萧老夫人闻言脸色都变了,“我那苦命的孙女,若非难产,老身如今也有外曾孙儿了。”说着,悲从中来,老泪纵横。
绿衣得了萧如月的吩咐,递上绣帕去。
老夫人接过绣帕,擦了擦眼泪,才转而看着萧如月,“不知道皇后娘娘特意唤臣妇进宫,所谓何事?皇后娘娘乃一国之母,老身一个闲居在家多年的老妇人,并不能帮上皇后娘娘什么。”
奶奶果然还是一如当年,独具慧眼。
萧如月暗暗有些安慰,“老夫人,本宫初来乍到,对大夏礼节多有不解之处,想请教萧老夫人。”
不等萧老夫人说话,她又说道:“大夏虽然是参照大陵制度立国,但细处终究不同。宫中自然不缺可教导本宫之人,但是,却没有一个能比老夫人您来得更有权威。”
萧老夫人就沉默了。
皇后娘娘这番话,分明是在示好。她虽然闲居在家,却也知道,太皇太后更倾向于与鞑靼联盟,对君上不满也不是一天两天;而一个来自东陵的和亲公主,在大夏举目无亲,有虎视眈眈的贵妃,和无时无刻不在盯着的太皇太后,她走的每一步,都必须小心谨慎,可谓步步为营,如履薄冰。
而她这老太婆,虽然只是个闲居的老太婆,但再怎么说也是先帝钦封的朝廷一品诰命夫人,何况萧家书礼传家,若有她从旁协助,皇后娘娘坐稳后位,就更有把握了。
想到这里,萧老夫人站起身,给萧如月行了个大礼,“皇后娘娘,萧家之余下景煜这一根独苗,还望娘娘看在萧家为朝廷尽职尽责的份儿上,留给我萧家一片清宁。”

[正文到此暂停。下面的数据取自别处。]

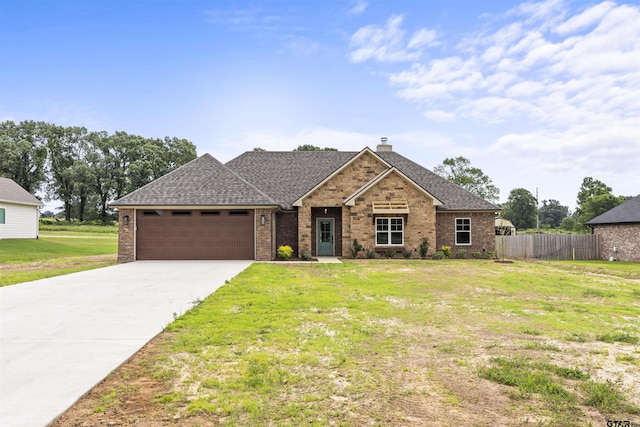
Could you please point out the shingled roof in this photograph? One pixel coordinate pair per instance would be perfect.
(279, 178)
(287, 176)
(628, 212)
(11, 192)
(202, 182)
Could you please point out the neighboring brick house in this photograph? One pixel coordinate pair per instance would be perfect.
(619, 231)
(318, 201)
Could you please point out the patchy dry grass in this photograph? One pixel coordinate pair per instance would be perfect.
(389, 342)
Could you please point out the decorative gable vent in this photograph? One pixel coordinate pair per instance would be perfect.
(391, 207)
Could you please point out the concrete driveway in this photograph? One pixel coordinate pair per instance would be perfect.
(61, 336)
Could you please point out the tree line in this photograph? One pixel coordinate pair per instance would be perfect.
(522, 209)
(82, 169)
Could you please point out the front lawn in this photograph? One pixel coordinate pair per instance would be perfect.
(390, 342)
(56, 252)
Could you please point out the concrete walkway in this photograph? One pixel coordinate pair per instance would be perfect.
(61, 336)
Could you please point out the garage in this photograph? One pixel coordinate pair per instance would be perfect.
(182, 234)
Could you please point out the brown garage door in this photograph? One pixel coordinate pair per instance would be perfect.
(195, 234)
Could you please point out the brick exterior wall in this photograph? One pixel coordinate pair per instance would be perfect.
(331, 195)
(287, 230)
(265, 235)
(126, 236)
(419, 223)
(358, 222)
(483, 235)
(625, 237)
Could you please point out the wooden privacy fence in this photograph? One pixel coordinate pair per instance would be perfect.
(548, 246)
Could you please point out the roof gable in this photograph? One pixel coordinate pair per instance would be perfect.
(12, 192)
(286, 175)
(628, 212)
(362, 153)
(202, 182)
(350, 201)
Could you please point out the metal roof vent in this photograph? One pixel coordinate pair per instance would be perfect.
(383, 146)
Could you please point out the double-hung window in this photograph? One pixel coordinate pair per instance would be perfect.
(463, 231)
(389, 231)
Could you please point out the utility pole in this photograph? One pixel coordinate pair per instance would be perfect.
(537, 213)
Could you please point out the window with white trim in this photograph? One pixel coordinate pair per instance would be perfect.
(389, 231)
(463, 231)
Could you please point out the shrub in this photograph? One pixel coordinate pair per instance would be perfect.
(424, 247)
(355, 248)
(446, 250)
(285, 252)
(305, 254)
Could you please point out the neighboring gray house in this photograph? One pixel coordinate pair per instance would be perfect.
(19, 211)
(316, 201)
(619, 231)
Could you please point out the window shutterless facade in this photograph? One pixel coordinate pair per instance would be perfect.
(463, 231)
(389, 231)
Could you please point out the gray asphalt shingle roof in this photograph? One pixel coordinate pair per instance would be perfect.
(280, 178)
(201, 182)
(287, 176)
(627, 212)
(10, 191)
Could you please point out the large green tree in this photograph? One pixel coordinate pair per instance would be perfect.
(23, 153)
(595, 198)
(521, 208)
(459, 171)
(552, 213)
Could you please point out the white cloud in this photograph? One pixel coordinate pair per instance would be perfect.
(389, 43)
(561, 85)
(358, 8)
(440, 116)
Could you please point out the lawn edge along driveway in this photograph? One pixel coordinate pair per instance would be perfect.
(61, 336)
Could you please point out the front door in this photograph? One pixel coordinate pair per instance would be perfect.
(324, 235)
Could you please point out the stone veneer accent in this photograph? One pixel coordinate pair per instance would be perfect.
(265, 235)
(483, 235)
(126, 236)
(626, 237)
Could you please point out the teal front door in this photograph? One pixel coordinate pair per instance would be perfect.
(324, 235)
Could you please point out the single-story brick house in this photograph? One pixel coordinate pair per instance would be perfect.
(619, 231)
(19, 211)
(319, 201)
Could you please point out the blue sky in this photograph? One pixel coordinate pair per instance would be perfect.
(537, 95)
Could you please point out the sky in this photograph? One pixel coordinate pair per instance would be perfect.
(538, 95)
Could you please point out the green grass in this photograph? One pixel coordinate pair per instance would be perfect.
(56, 253)
(377, 342)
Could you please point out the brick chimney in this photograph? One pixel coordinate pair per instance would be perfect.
(383, 146)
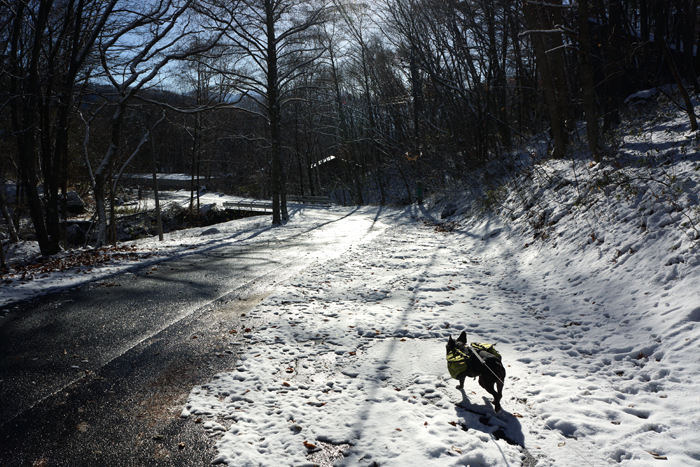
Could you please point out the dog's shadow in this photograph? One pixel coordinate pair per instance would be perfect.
(502, 425)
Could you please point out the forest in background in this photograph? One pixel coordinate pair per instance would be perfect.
(367, 103)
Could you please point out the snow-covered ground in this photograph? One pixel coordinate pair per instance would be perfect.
(587, 282)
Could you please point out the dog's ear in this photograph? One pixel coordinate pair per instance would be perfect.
(462, 338)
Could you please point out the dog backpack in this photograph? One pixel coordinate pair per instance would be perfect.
(461, 361)
(490, 348)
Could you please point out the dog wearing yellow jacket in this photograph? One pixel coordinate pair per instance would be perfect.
(480, 360)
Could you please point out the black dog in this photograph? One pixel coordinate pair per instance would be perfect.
(462, 362)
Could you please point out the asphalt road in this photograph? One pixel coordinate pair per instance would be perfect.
(98, 375)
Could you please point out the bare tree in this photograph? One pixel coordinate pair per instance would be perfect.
(48, 45)
(138, 44)
(269, 48)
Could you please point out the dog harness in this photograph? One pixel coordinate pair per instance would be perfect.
(460, 361)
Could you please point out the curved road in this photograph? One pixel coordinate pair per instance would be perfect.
(98, 375)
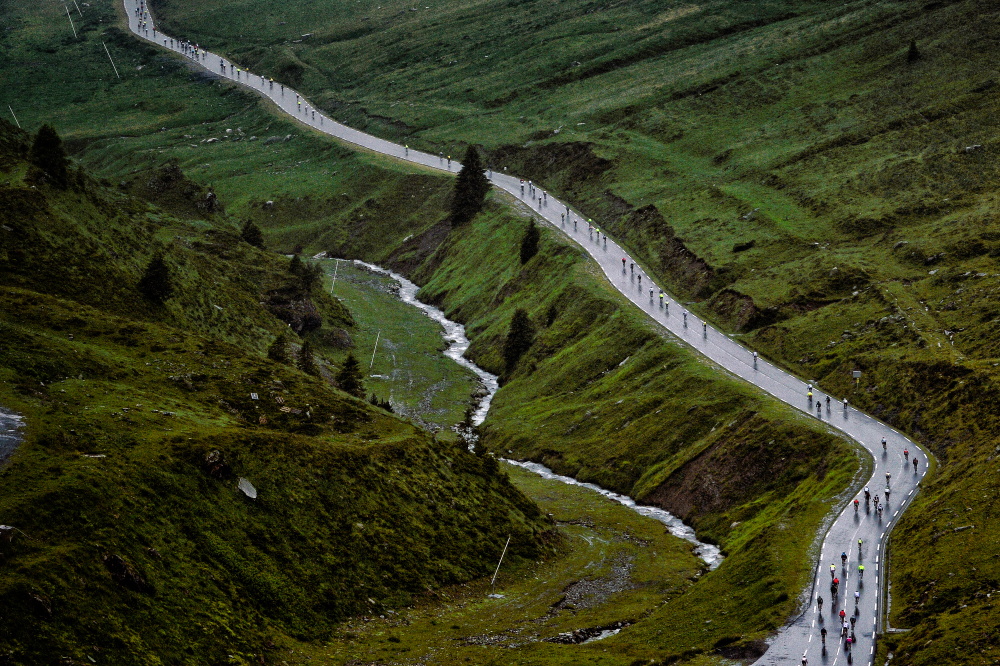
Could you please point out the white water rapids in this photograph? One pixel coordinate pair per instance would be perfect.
(454, 333)
(10, 436)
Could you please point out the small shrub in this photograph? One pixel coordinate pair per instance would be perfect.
(529, 242)
(520, 337)
(278, 351)
(350, 377)
(251, 234)
(307, 361)
(156, 284)
(48, 155)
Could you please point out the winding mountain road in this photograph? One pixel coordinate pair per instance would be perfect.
(860, 534)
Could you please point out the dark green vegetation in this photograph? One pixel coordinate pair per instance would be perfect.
(598, 393)
(819, 177)
(471, 187)
(409, 370)
(135, 546)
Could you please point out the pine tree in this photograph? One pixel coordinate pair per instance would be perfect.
(471, 187)
(155, 283)
(520, 337)
(47, 153)
(251, 234)
(529, 242)
(350, 377)
(307, 362)
(278, 351)
(310, 277)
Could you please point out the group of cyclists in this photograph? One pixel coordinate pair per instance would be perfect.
(846, 623)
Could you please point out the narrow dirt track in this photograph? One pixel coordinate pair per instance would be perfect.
(859, 534)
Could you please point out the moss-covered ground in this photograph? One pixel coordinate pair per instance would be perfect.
(133, 543)
(409, 368)
(816, 184)
(800, 166)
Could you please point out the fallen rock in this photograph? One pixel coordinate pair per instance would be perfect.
(247, 488)
(123, 574)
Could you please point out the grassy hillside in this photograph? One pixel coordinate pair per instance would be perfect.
(798, 170)
(603, 396)
(753, 140)
(134, 544)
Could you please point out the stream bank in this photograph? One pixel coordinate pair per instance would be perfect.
(458, 344)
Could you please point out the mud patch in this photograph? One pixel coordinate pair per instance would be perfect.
(589, 593)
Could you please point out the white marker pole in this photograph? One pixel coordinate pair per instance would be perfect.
(112, 60)
(370, 365)
(500, 562)
(70, 21)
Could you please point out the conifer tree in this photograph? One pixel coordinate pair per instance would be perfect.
(278, 351)
(155, 283)
(350, 377)
(529, 242)
(520, 337)
(471, 187)
(47, 153)
(251, 234)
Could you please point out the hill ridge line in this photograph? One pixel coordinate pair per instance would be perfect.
(793, 641)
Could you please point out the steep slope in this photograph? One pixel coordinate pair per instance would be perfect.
(818, 177)
(134, 544)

可是奶奶,您还不知道吧,萧家,早在十年前就没有所谓的清宁了。
魏王府里的剧变,那五年不为人知的囚禁,爹娘不明原因惨死、至今没能缉拿到元凶首恶,而幕后凶手宇文成练还在虎视眈眈。
萧家越是退缩,他越会步步紧逼。
萧家一日不灭,宇文成练一日不会罢休。他如此多疑,当年出手对付爹娘,多半是因为怀疑他们知道她的真正死因,担心他的真面目被世人知悉。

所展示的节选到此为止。